Everyone knows it takes years to get relief out of section 138 relief but his curiosity was to find alternative quick remedy.
Thanks
Sushil

From India, New Delhi
saswatabanerjee
2391

Giving false hope to any poster is a bad thing.
Which you seem to like doing :)
If you have a solution, please call the person and offer to do it for him.
It just happens that I deal with law and lawyers extensively and I know that it takes a very long time and a lot of money and efforts to get any real benefit or relief from sec 138 cases. From the original post, it's clear that the poster does not know that. Telling him it will get done quickly, which is not going to happen, is unfair.
Let's talk on this after you have helped him in getting his money back quickly. I will be more than happy to admit I was wrong.

From India, Mumbai
sushilkluthra@gmail.com
221

Without knowing the content of order 37 CPC and the condition which I set out in the post, it is wrong to allege about false hope. Pl discuss with your lawyer in how many cases relief has been given to plaintiff without allowing defendant to fdefend. If you want I can give you citations. Pl correct your statement.
Thanks
Sushil

From India, New Delhi
RAJ8432
XXX owner has shown his company as bank rupted, now whenever I ask lawyer anything about it, he give me lot of different advices and force me to pay more and more in order to keep this case going.
I heard lot of things about cheque bounce that, criminal will get non baylable warrent, however it is so difficult to get it done.......

From India, Delhi
sushilkluthra@gmail.com
221

The Supreme Court arrived at the conclusion that for maintaining the prosecution under Section 141 of the NI Act, arraigning of a company as an accused is imperative. What will be the fate of prosecutions under section 138 NI Act if a company is liquidated, has to be ascertained in view of the latest law of the land holding that the decision in Anil Hada is overruled with the qualifier as stated in para 51.Thus it was held that the decision in Anil Hada has to be treated as not laying down the correct law as far as it states that the Director or any other officer can be prosecuted without impleadment of the company.

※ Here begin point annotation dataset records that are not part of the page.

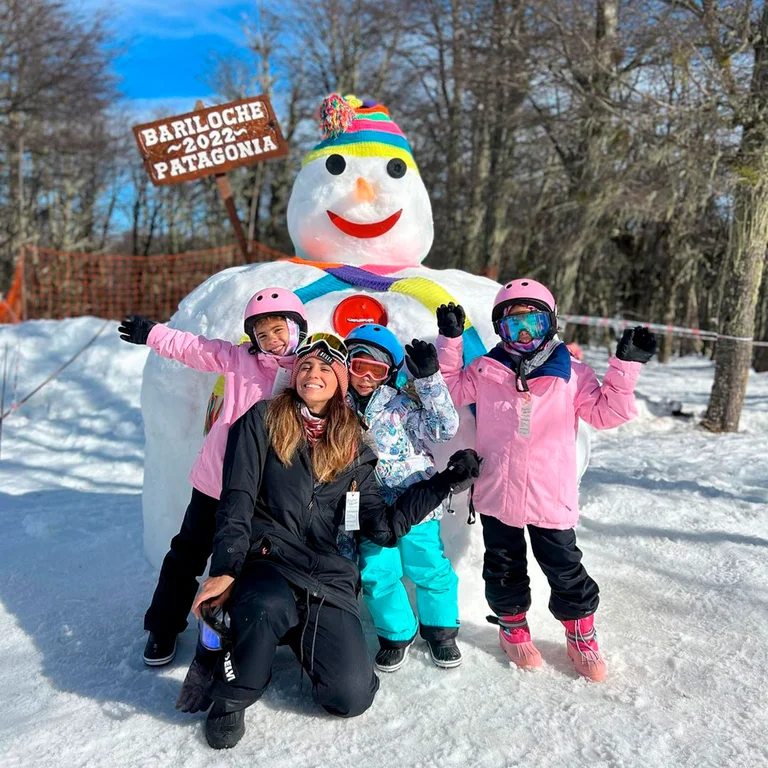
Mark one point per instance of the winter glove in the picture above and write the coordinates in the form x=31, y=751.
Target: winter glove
x=421, y=357
x=135, y=329
x=450, y=320
x=636, y=345
x=194, y=695
x=462, y=470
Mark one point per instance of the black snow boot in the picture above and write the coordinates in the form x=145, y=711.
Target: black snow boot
x=392, y=654
x=224, y=729
x=159, y=650
x=445, y=653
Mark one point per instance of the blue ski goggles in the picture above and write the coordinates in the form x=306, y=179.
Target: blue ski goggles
x=537, y=324
x=214, y=633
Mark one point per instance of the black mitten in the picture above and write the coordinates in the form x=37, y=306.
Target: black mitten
x=135, y=329
x=450, y=320
x=636, y=345
x=421, y=358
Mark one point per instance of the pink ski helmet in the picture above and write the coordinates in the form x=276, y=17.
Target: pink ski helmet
x=529, y=292
x=275, y=301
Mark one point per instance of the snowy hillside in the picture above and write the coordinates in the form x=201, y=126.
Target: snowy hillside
x=674, y=528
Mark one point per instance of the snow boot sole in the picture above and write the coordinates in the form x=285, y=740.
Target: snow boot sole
x=442, y=663
x=394, y=667
x=159, y=661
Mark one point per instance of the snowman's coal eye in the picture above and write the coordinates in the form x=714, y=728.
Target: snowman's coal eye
x=396, y=168
x=335, y=164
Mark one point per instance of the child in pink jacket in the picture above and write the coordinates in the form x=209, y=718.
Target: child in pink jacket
x=529, y=395
x=276, y=323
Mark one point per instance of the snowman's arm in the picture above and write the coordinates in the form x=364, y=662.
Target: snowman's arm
x=247, y=446
x=462, y=382
x=209, y=355
x=436, y=419
x=611, y=404
x=384, y=524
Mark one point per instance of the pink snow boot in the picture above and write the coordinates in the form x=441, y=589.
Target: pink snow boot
x=581, y=642
x=515, y=640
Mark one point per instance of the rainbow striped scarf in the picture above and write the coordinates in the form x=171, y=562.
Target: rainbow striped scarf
x=339, y=277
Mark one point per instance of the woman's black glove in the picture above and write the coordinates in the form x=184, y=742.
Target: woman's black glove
x=636, y=345
x=135, y=329
x=421, y=357
x=450, y=320
x=194, y=695
x=462, y=470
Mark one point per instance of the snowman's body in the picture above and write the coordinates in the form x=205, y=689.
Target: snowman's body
x=349, y=206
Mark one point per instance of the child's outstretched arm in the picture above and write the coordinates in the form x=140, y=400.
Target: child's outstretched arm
x=436, y=420
x=613, y=403
x=462, y=384
x=209, y=355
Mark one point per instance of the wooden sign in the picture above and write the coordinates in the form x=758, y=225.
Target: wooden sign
x=210, y=141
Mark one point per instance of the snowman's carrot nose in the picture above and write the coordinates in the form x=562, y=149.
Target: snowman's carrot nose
x=364, y=190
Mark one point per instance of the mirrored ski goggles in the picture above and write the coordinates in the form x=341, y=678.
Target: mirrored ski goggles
x=332, y=345
x=373, y=369
x=214, y=633
x=536, y=323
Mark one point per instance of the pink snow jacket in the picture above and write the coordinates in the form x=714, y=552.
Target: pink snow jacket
x=248, y=379
x=528, y=439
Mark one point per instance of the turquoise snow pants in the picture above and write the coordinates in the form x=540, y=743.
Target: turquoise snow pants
x=419, y=555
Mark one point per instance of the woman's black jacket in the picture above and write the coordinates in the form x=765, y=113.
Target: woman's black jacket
x=281, y=514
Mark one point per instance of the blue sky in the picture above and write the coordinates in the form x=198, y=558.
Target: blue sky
x=167, y=46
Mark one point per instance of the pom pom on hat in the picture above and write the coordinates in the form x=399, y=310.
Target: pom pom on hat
x=336, y=116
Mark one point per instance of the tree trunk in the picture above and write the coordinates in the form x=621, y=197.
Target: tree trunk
x=746, y=252
x=744, y=265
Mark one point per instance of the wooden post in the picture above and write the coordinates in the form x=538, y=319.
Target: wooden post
x=225, y=192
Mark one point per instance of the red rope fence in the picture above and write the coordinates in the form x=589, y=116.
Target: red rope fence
x=57, y=284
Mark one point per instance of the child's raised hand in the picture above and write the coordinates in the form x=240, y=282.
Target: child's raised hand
x=450, y=320
x=135, y=329
x=636, y=345
x=421, y=358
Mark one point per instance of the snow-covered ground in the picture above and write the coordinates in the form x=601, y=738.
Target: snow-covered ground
x=674, y=528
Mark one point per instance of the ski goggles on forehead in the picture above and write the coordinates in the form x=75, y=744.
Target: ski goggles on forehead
x=332, y=345
x=373, y=369
x=537, y=324
x=214, y=632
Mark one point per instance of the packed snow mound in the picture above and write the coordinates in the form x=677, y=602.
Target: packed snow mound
x=673, y=528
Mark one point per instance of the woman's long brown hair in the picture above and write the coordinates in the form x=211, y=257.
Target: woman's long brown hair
x=332, y=452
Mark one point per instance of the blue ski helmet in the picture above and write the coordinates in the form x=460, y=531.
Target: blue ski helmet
x=380, y=337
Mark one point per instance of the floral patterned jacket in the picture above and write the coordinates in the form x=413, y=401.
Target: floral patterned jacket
x=401, y=427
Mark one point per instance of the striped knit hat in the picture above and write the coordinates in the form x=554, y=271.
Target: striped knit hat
x=360, y=128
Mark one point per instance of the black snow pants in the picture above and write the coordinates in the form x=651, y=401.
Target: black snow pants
x=507, y=586
x=185, y=562
x=266, y=611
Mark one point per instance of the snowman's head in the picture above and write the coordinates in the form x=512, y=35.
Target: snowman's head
x=359, y=198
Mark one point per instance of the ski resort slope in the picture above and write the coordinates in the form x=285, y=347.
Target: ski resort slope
x=674, y=528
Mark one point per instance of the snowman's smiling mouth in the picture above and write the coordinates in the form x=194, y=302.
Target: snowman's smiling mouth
x=354, y=229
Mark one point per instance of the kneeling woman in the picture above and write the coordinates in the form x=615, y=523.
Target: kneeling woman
x=295, y=472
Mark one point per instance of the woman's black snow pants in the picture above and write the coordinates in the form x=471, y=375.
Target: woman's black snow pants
x=264, y=612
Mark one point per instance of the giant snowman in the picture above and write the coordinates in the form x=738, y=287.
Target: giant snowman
x=361, y=223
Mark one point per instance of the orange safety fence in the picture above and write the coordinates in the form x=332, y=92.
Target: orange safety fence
x=57, y=284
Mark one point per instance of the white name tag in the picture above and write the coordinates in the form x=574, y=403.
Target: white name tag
x=524, y=430
x=282, y=380
x=352, y=511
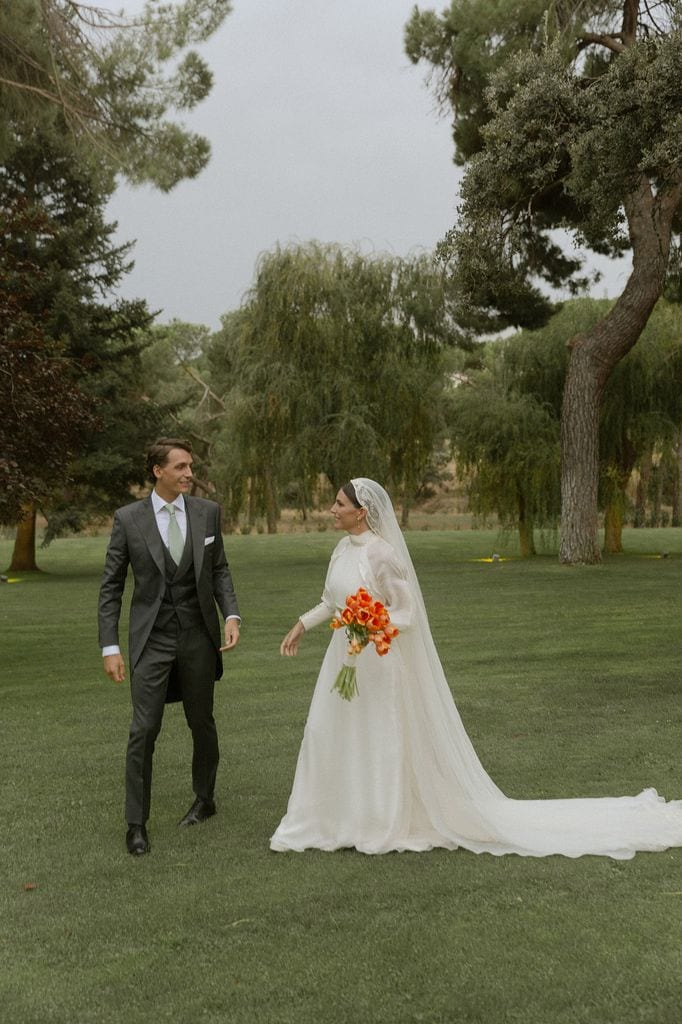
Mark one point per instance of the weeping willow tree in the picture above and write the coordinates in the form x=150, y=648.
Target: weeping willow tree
x=506, y=439
x=334, y=367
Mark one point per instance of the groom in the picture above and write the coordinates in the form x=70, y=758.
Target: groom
x=173, y=544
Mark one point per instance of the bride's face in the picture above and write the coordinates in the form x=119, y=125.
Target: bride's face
x=346, y=515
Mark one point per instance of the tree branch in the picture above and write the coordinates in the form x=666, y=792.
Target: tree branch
x=613, y=43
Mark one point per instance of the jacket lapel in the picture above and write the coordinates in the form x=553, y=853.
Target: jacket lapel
x=146, y=523
x=197, y=519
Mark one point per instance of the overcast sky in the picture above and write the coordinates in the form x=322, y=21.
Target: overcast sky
x=321, y=128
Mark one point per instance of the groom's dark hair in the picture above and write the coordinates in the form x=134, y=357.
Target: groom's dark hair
x=349, y=492
x=157, y=454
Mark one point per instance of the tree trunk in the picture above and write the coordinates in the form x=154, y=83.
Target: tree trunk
x=526, y=541
x=677, y=485
x=271, y=515
x=613, y=527
x=405, y=512
x=24, y=555
x=645, y=465
x=593, y=357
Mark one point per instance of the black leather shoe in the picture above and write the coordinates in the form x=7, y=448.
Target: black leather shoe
x=200, y=811
x=137, y=841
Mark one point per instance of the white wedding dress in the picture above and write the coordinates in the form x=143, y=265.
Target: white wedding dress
x=393, y=768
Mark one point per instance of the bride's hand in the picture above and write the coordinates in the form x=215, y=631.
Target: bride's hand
x=289, y=645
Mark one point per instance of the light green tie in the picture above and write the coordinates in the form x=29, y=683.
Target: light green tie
x=175, y=542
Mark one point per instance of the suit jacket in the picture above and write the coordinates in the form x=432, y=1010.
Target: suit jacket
x=135, y=542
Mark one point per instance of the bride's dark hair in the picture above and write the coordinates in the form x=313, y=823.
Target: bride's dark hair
x=349, y=492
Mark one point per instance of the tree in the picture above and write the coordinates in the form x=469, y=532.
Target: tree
x=505, y=421
x=579, y=129
x=60, y=265
x=112, y=83
x=45, y=413
x=333, y=366
x=641, y=414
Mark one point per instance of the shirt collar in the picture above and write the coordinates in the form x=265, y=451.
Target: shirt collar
x=160, y=504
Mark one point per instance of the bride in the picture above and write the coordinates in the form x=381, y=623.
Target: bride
x=393, y=768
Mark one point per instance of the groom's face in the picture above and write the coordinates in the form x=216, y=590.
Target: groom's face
x=174, y=477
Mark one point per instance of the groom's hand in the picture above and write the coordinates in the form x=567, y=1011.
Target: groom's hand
x=115, y=668
x=231, y=634
x=289, y=645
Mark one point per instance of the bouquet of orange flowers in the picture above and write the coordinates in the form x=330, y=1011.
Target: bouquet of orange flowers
x=365, y=621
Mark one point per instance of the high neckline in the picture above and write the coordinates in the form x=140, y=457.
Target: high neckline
x=360, y=539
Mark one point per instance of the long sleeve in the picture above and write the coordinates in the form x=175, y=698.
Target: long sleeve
x=392, y=585
x=113, y=583
x=321, y=613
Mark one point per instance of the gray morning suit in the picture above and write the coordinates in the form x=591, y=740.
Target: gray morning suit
x=174, y=635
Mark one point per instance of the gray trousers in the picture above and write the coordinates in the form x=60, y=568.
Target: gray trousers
x=189, y=653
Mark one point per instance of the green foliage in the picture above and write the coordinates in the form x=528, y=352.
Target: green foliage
x=506, y=413
x=44, y=412
x=64, y=263
x=334, y=366
x=112, y=83
x=553, y=137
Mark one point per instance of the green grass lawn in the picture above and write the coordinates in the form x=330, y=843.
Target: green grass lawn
x=568, y=681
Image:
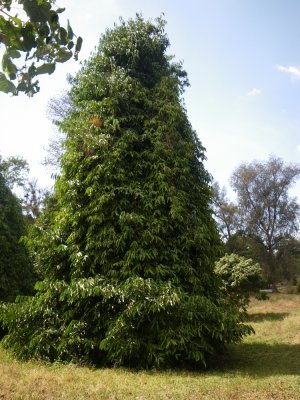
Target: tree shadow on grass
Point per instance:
(261, 360)
(270, 316)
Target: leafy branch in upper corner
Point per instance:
(36, 40)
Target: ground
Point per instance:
(265, 366)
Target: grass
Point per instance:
(264, 366)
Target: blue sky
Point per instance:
(243, 63)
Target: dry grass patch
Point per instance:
(265, 367)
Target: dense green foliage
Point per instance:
(240, 276)
(37, 39)
(127, 245)
(16, 273)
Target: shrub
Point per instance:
(240, 276)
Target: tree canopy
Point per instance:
(127, 247)
(34, 42)
(265, 217)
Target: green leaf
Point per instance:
(45, 69)
(6, 86)
(63, 55)
(13, 53)
(70, 31)
(78, 47)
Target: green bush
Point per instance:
(240, 277)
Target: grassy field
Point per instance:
(264, 366)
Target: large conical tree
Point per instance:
(128, 252)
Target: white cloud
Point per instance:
(254, 92)
(293, 71)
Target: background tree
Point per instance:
(127, 254)
(269, 213)
(267, 216)
(33, 43)
(16, 270)
(14, 171)
(226, 212)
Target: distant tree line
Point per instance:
(263, 221)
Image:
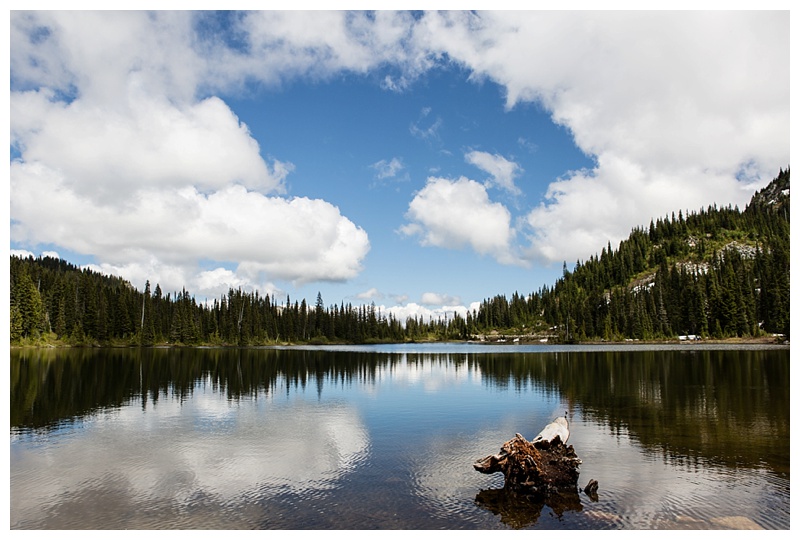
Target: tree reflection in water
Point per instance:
(521, 509)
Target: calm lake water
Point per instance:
(384, 437)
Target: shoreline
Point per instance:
(764, 340)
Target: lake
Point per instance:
(384, 437)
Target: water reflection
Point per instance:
(518, 509)
(684, 404)
(310, 438)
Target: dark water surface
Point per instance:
(384, 437)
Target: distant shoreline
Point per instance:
(773, 341)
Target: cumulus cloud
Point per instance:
(387, 169)
(437, 299)
(115, 113)
(455, 214)
(118, 158)
(502, 171)
(370, 294)
(414, 310)
(701, 99)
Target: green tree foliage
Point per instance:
(718, 272)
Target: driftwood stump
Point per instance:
(544, 464)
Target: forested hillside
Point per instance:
(719, 272)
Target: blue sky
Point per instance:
(422, 162)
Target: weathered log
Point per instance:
(544, 464)
(558, 428)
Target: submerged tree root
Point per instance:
(545, 464)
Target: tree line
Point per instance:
(719, 272)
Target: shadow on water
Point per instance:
(688, 405)
(519, 509)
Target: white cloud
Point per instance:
(502, 171)
(370, 294)
(22, 253)
(119, 159)
(437, 299)
(114, 113)
(387, 169)
(455, 214)
(412, 309)
(678, 102)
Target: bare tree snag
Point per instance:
(544, 464)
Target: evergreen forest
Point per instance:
(713, 273)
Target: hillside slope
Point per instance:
(719, 272)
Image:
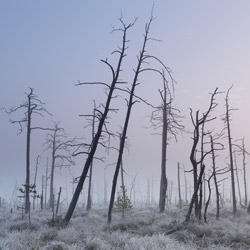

IN THE SUPREME COURT OF INDIA

CRIMINAL APPELLATE JURISDICTION

CRIMINAL APPEAL NO.1364 OF 2014

(arising out of SLP(Crl.) No.7039 of 2007)

Anil Gupta … APPELLANT

VERSUS

Star India Pvt. Ltd. & Anr. … RESPONDENTS

14. Again the same question was considered by three Judge Bench

of this Court in Aneeta Hada v. Godfather Travels and Tours Pvt.

Ltd. (2012) 5 SCC 661. The Court noticed the decisions in Anil

Hada (supra) case and Aneeta Hada (supra) case. The three Judge

Bench while partly overruled the finding of Anil Hada (supra)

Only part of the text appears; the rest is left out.